To make the warehouse more like a store, several doors were added and shelves were rebuilt to accommodate more books, said office manager Joe Silver. Bookholders also had to undergo an “improvised” hiring process, as some workers found the new store’s longer distance from the campus inconvenient and left after the move, he said.

“We had to change a little bit, because the location is farther from campus,” Silver said. “We’re focused on people who can get here and are less worried about having to walk to the store.”

Rachel Sobey-Strick, a senior studio art major, has been working at BookHolders for the past two years. She said in-store sales have decreased, as many students have called the store, confused about the move.

“It’s not the most convenient location, but we have a lot more space here, so that’s good,” Sobey-Strick said. “[Sales] decreased for a little bit when we first moved. … They probably still are a little slower than they would have been the past couples of years, but it’s not horrible.”
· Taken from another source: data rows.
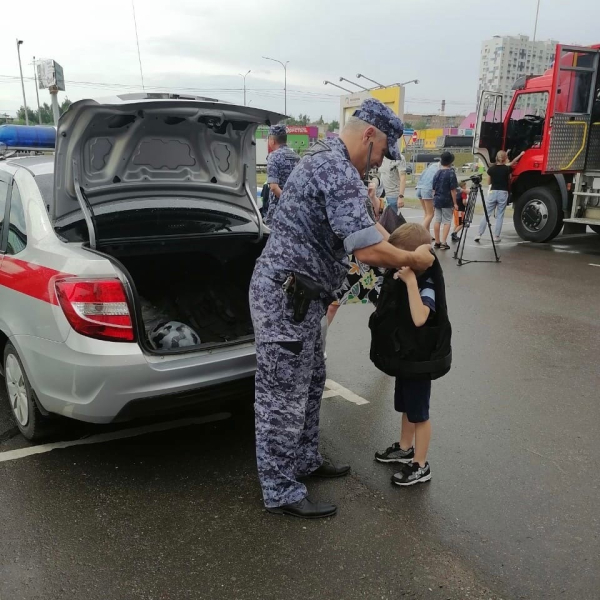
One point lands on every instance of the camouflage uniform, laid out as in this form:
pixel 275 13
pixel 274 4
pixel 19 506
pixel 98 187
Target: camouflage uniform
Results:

The company’s online delivery service has experienced more traffic since the move, Verde said. To make the move easier on students, BookHolders offers two popup locations on weekdays in the Landmark and Terrapin Row apartments, Verde said.

Verde added that, in addition to cost constraints, the previous location did not have a lot of warehouse space to accommodate all the books that the store carries, so the company hopes to relocate to an even bigger space closer to the campus.

“It was getting very congested, and we wanted a bigger store,” Verde said. “We want somewhere we can put the location of our warehouse, store and office all together.”